Vom Antworten geben hin zum Fragen stellen

On Februar 24, 2026, Veröffentlicht von , in Allgemein, By ,,,,, , mit Kommentare deaktiviert für Vom Antworten geben hin zum Fragen stellen

Schon die drei vorherigen Bücher zum kompakten Leadership-Wissen von Tanja Föhr überzeugten mich mit kreativen Methoden, gelungenen Visualisierungen und praxisnahen KI-Hacks.

Umso größer war meine Vorfreude auf dieses neue Praxishandbuch.

Auch in ihrem neu erschienen Buch „Moderative Führung – Das Praxisbuch“ greift Tanja Föhr das Thema KI auf. Sie setzt sich mit den veränderten Arbeitsrealitäten auseinander, zeigt auf, wie Zusammenarbeit im KI-Zeitalter gelingen kann und welche Rolle Führungskräfte dabei spielen.

Tanja Föhr bringt auf den Punkt, was Führung im KI-Zeitalter braucht: weg vom Alles-selbst-lösen-Wollen, hin zum gemeinsamen Ermöglichen, d.h. zuhören, neugierig bleiben, kluge und empathische Fragen stellen und somit Denkprozesse initiieren.

Besonders spannend finde ich ihren Fokus auf die leisen, scheinbar unspektakulären Momente im Führungsalltag, dort, wo zwischen Tür und Angel Vertrauen entsteht und Haltung Wirkung zeigt.  Auch Begegnungen in der Kaffeeküche oder kurze Gespräche vor und nach Meetings werden häufig unterschätzt. Dabei sind es gerade diese Mikromomente, die Belastungen, Ideen und Eigeninitiative sichtbar machen.
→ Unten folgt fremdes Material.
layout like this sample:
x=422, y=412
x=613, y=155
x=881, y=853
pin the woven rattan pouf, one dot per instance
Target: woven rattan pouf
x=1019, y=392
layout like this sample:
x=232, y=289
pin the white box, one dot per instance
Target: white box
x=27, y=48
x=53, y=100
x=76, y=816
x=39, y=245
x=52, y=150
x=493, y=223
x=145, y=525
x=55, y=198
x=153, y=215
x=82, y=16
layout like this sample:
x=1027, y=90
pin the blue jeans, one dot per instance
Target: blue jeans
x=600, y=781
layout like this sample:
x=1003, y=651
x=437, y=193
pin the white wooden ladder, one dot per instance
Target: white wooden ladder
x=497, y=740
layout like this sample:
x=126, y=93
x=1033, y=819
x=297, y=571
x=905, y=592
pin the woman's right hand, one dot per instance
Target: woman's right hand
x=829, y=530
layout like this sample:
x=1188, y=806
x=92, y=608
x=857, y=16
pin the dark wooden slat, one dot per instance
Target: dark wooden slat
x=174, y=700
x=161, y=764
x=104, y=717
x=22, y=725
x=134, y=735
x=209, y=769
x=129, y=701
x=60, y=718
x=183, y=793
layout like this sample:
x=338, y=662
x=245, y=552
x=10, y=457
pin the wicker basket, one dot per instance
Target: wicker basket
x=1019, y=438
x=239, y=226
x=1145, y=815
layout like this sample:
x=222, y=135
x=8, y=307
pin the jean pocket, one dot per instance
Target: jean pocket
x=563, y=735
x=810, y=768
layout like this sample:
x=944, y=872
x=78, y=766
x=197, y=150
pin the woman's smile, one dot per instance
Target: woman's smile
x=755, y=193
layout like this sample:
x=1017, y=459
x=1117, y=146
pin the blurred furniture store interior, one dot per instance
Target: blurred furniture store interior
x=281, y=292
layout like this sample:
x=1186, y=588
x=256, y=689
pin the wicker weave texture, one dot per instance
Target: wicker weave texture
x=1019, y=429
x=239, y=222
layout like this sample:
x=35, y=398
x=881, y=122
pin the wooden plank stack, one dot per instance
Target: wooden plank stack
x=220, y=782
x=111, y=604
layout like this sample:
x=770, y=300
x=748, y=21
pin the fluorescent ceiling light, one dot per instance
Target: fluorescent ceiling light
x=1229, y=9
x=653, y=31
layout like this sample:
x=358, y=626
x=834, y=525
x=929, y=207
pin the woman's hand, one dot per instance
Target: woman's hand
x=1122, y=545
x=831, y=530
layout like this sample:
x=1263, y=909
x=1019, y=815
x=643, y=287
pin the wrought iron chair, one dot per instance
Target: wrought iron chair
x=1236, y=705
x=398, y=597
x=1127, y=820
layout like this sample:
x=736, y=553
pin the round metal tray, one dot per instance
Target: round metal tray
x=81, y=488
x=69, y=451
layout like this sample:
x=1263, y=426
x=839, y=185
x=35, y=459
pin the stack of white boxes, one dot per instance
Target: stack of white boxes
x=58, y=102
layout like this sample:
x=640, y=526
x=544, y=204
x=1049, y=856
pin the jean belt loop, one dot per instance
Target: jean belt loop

Tanja Föhr verliert sich in ihrem Praxishandbuch „Moderative Führung“ nicht im Dickicht der Führungstheorien, sondern bleibt gewohnt praxisnah.

Sie bietet

  • eine fundierte Einordnung, warum moderative Führung unverzichtbar ist und warum KI sie nicht ersetzen kann.
  • 20 einfache und wirkungsvolle Methoden.
  • konkrete Tipps für unterschiedliche Gesprächssettings.
  • Themengalerien mit schnellen, leicht umsetzbaren Symbolen und Skizzen.
  • Impulse, wie KI als Methodenassistenz sinnvoll genutzt werden kann.

Die Methoden sind zugeschnitten auf Gespräche in Tür- und-Angel-Situationen, Meetings, Workshops sowie Remote- und Hybridformate. Es gibt die „1-2-4-All“, um in kurzer Zeit Beteiligung zu ermöglichen oder die „30-Sekunden-Box“, um Entscheidungen zügig herbeizuführen oder die „Zwerge von ODDS“, die Klarheit schaffen.
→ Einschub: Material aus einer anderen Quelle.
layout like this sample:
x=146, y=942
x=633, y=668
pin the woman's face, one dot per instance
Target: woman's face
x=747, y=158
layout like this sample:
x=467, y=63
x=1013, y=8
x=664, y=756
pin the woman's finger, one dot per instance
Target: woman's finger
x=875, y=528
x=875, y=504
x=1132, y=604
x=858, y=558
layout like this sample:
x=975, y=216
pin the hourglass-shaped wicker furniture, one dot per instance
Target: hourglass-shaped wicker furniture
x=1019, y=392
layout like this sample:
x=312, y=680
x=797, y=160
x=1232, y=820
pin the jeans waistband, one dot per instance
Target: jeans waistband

Sicherlich könnte ich jetzt kritisch anmerken, dass die Grundsätze des moderierten Führens, wie Tanja Föhr sie aufführt, in vielerlei Hinsicht Parallelen zu den Prinzipien des selbst organisierten Lernens aufweisen. Auch die zugrunde liegenden Werte überschneiden sich mit den agilen Grundwerten.
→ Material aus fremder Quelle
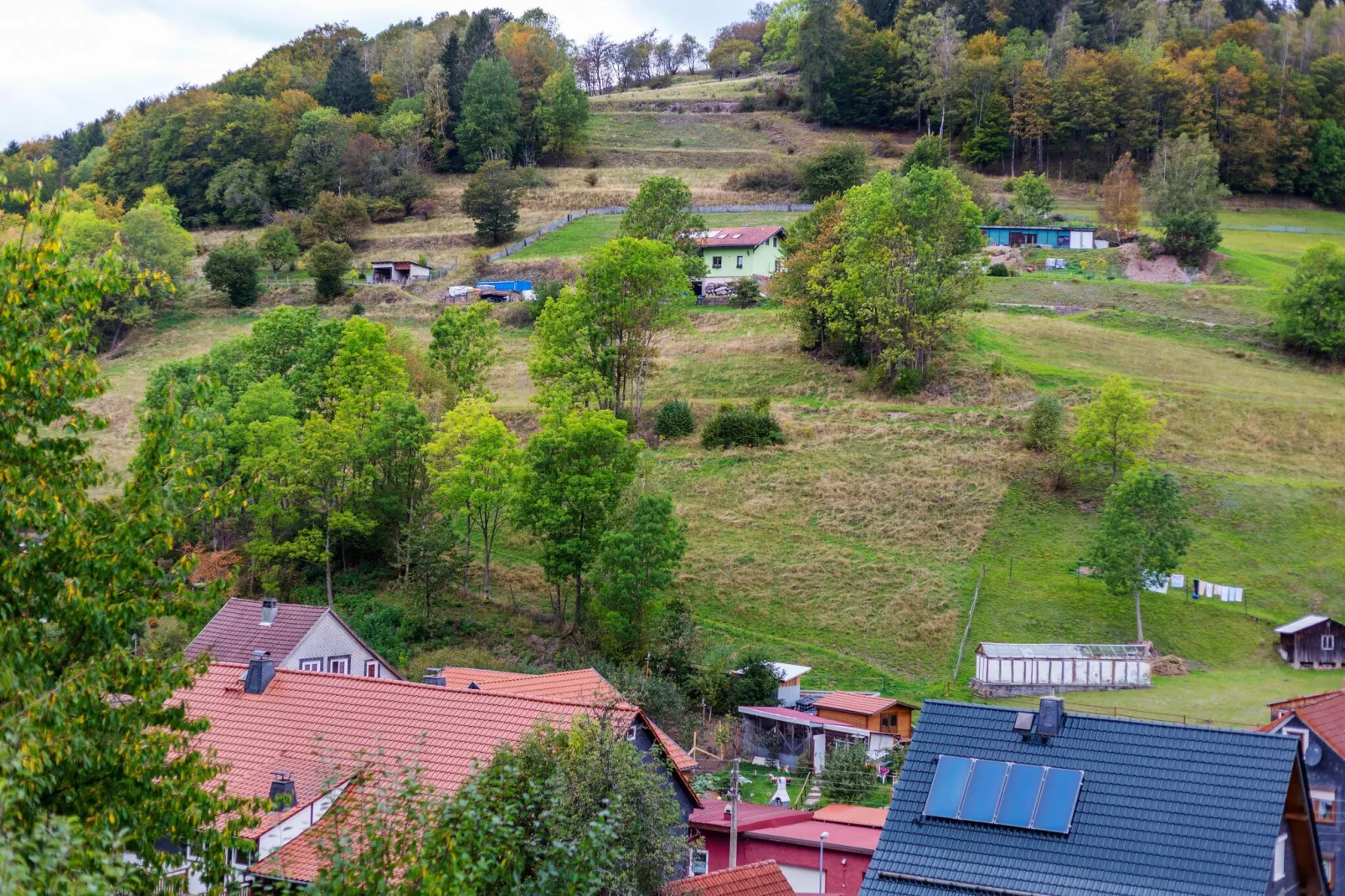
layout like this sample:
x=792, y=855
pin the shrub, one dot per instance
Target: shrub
x=741, y=427
x=834, y=171
x=328, y=263
x=676, y=420
x=747, y=292
x=771, y=177
x=232, y=270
Neu sind diese Ansätze nicht, doch meines Erachtens liegt gerade darin die Stärke. Es handelt sich um tragfähige Leitideen, deren Qualität und Wirksamkeit sich in unterschiedlichen Kontexten immer wieder bestätigt haben.

Besonders hervorheben möchte ich die visuelle Gestaltung des Buches. Die Zeichnungen, Skizzen und Symbole sind mit viel Liebe zum Detail gestaltet und wirken als kraftvolle Denkverstärker. Sie strukturieren die Inhalte, regen zum Weiterdenken an und verleihen dem Praxishandbuch eine lebendige, anschauliche Qualität.

Fazit:

Tanja Föhr macht moderative Führung zur Schlüsselkompetenz im KI-Zeitalter und tut dies mit einer Klarheit, die unmittelbar Lust darauf macht, das Gelesene im Coaching- und Führungsalltag auszuprobieren.

Dieses Buch ist nicht nur informativ, sondern zugleich inspirierend und kurzweilig und dabei bemerkenswert tiefgehend mit echtem Lerncharakter. Es ist eine Lektüre für alle, die Führung nicht als Ansage, sondern als Beziehungsarbeit verstehen. Und die bereit sind, in den entscheidenden Momenten dazwischen wirksam zu werden.

Und natürlich sind digitale Handouts inklusive.